Apagar luzes

Um punhado de areia nas mãos

Sobre a diferença entre proteger a controlar

Olá Amigos,

Hoje quero lhes convidar a fazer um experimento comigo. Caso não possam fazê-lo ao vivo, peço que usem suas mentes para visualizar o que quero trazer.

Pegue um punhado de areia na mão.

Cada um de nós temos mãos de tamanhos diferentes, então cada punhado também o será.

A primeira coisa que acontece é que a areia irá escorrer pelos lados de sua mão, até que se forme um punhado que você consiga acomodar. Isso é normal, afinal é uma especialidade humana tentar carregar mais do que pode.

Quantas vezes nessa vida já tentamos acumular mais tarefas do que as que realmente podíamos realizar? Quantas vezes vimos as situações “escorrerem” por não podermos segurá-las?

Depois do monte de areia acomodado em sua mão, depois de deixar escorrer um certo tanto pelos lados, você tende a fazer algo que é como um instinto: fechar a mão, para não deixar mais nada escorrer! Afinal você não quer perder aquilo que já conquistou, aquilo que já está em sua mão.


Só que algo acontece: você fecha a mão e mais areia começa a cair. E não importa o quanto aperte, mais areia cai pelas frestas de seus dedos.

Aqui fica a lição que queria dividir com vocês. A diferença entre proteger e controlar. A diferença entre fazer uma concha com a mão para segurar um tanto de areia e de apertar com tanta força que no final fique apenas alguns grãos de areia.

Nossa vida é como a areia. Temos um certo punhado para usufruir durante nosso tempo nessa terra. Quando somos sábios, olhamos o que temos e conservamos com carinho e desapego. A mão em concha, representa o acolhimento e a liberdade.
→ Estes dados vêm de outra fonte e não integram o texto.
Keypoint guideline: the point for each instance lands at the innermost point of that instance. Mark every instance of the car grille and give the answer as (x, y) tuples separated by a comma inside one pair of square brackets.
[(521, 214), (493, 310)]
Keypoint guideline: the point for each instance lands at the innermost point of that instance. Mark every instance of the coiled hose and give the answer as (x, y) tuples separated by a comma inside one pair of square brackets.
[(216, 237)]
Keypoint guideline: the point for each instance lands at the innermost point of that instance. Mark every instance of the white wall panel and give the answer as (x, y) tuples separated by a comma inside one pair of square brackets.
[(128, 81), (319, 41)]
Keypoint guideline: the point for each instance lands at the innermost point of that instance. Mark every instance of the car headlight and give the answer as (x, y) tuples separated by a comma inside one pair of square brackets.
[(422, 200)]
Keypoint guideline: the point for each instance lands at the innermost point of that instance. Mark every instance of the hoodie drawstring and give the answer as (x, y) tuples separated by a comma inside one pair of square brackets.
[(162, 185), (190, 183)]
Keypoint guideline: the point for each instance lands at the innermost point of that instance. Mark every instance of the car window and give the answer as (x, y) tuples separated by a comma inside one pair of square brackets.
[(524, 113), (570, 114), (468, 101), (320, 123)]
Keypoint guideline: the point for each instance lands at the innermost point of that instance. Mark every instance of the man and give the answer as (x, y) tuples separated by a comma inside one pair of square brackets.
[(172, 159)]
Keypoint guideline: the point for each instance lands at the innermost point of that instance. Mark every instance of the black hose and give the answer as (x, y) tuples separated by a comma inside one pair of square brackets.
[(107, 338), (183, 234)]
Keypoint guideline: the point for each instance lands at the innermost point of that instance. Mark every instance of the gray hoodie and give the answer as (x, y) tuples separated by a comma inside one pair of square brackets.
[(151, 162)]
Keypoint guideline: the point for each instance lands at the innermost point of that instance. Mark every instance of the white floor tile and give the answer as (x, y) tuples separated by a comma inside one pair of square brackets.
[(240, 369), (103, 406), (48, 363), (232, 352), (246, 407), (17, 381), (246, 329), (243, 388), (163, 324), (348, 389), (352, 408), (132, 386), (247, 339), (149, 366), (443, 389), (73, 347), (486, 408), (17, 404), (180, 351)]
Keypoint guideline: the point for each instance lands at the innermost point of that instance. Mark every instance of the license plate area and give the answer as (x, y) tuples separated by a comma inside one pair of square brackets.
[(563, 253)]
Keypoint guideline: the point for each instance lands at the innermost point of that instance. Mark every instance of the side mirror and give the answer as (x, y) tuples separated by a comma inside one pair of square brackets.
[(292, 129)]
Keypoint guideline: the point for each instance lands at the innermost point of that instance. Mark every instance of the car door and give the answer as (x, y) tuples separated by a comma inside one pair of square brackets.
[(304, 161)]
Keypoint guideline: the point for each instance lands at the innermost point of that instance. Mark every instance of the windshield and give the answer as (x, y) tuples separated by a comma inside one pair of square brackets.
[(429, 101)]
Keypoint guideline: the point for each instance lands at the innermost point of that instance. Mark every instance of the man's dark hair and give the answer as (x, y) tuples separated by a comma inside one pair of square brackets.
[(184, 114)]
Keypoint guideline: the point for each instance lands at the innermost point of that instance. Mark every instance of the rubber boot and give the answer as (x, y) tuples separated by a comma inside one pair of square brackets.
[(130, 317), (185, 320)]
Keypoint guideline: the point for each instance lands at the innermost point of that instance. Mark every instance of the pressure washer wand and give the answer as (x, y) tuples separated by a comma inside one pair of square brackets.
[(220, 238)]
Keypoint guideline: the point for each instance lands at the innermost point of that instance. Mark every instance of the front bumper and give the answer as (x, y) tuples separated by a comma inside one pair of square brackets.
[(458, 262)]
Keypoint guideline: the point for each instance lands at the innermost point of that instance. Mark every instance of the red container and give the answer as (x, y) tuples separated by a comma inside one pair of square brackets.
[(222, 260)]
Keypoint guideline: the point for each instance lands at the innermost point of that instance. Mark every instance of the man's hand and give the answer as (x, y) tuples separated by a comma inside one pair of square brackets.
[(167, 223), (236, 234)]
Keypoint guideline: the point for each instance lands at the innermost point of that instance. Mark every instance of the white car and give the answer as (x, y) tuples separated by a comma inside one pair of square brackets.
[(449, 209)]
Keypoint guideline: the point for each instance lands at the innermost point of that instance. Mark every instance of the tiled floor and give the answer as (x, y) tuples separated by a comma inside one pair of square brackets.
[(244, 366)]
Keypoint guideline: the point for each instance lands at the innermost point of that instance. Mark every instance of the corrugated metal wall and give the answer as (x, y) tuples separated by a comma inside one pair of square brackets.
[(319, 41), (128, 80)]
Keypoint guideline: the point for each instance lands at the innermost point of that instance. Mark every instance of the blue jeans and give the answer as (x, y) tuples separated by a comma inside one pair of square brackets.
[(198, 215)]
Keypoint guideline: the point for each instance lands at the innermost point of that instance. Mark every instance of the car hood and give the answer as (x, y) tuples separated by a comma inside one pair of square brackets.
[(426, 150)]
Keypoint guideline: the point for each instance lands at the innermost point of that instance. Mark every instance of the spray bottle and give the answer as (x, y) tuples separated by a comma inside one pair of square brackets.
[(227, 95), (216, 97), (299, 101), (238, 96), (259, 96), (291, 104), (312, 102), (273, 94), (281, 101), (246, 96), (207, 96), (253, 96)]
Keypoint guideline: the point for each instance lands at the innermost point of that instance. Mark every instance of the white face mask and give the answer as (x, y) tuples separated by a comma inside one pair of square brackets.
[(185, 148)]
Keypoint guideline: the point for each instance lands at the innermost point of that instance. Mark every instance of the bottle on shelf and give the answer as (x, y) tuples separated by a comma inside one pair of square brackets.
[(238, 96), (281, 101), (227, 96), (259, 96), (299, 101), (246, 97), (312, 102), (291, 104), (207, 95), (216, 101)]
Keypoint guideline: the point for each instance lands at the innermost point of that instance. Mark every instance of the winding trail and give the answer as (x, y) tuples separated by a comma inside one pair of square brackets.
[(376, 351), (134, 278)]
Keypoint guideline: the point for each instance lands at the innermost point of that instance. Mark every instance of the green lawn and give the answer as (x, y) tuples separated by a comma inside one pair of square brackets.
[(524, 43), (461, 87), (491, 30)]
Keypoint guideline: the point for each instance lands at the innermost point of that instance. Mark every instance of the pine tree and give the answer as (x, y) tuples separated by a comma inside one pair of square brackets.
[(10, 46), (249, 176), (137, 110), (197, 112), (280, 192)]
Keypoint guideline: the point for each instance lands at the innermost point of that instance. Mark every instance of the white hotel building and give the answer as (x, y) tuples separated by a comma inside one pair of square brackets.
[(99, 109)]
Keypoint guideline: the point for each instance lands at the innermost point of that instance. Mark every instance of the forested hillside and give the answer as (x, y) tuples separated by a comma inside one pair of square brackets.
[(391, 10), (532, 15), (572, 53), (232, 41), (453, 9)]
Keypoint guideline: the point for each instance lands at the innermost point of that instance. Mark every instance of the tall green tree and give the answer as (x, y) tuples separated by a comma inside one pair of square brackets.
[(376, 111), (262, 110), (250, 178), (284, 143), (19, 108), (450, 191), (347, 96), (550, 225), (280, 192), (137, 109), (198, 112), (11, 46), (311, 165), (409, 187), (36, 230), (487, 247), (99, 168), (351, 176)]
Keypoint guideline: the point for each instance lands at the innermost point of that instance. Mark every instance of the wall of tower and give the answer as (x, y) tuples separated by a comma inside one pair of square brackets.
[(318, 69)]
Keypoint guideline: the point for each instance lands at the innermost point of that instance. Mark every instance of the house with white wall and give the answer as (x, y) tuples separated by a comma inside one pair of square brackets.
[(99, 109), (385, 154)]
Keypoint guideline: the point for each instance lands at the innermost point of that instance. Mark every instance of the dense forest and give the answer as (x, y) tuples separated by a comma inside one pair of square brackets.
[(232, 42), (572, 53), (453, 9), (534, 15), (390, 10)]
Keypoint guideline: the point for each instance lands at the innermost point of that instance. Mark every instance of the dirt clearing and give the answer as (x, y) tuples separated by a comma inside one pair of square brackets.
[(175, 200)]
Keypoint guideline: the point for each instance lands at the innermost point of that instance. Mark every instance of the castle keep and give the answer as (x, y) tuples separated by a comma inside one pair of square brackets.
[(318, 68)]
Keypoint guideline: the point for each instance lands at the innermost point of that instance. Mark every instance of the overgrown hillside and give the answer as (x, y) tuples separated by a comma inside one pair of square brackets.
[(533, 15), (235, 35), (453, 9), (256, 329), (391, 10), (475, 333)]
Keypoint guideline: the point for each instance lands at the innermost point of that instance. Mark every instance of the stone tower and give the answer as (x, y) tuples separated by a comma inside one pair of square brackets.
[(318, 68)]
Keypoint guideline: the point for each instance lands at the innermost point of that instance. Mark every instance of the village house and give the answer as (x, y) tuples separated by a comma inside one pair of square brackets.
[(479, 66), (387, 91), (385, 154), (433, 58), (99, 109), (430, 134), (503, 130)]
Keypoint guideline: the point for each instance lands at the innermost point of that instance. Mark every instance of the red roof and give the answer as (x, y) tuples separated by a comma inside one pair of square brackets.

Sabemos que o vento vai levar um pouco da areia, mas o importante é que teremos nosso quinhão.

Quando a sabedoria não nos favorece ou quando somos gananciosos, apertamos a mão firme para não deixar nada livre para que seja levado. Deixamos nossa força exercer a função de sabedoria e o resultado é a areia escorrendo pelo meio dos dedos, perdendo ainda mais do que o vento levaria ou o tempo deixaria cair.

Então o que podemos aprender disso? Qual lição podemos receber de um punhado de areia?

Que tal aprender a contemplar? Aprender a olhar a vida e se admirar pelos seus pequenos milagres diários, olhar uma flor desabrochar e soltar seu perfume ao invés de arrancá-la do solo. Aprender a deixar livres aqueles que amamos, para que possam ser o máximo que podem ser. Aprender a soltar um pouco as rédeas da vida e saber que há um poder superior que nos guia para um caminho melhor.

E ainda uma última lição. Quando pegamos um punhado de areia nas mãos, o que fica no chão?

A areia de uma praia, infinita em sua extensão, demonstra que somos uma pequena, uma ínfima parte de um grande todo, de uma caminho pavimentado por muitos que vieram antes de nós. Somos responsáveis por deixar nosso punhado de areia ser levado pelo vento ao longo do tempo, para deixar o caminho para os que virão depois de nós.

Que tal uma caminhada na praia para refletir sobre isso?

Um grande abraço!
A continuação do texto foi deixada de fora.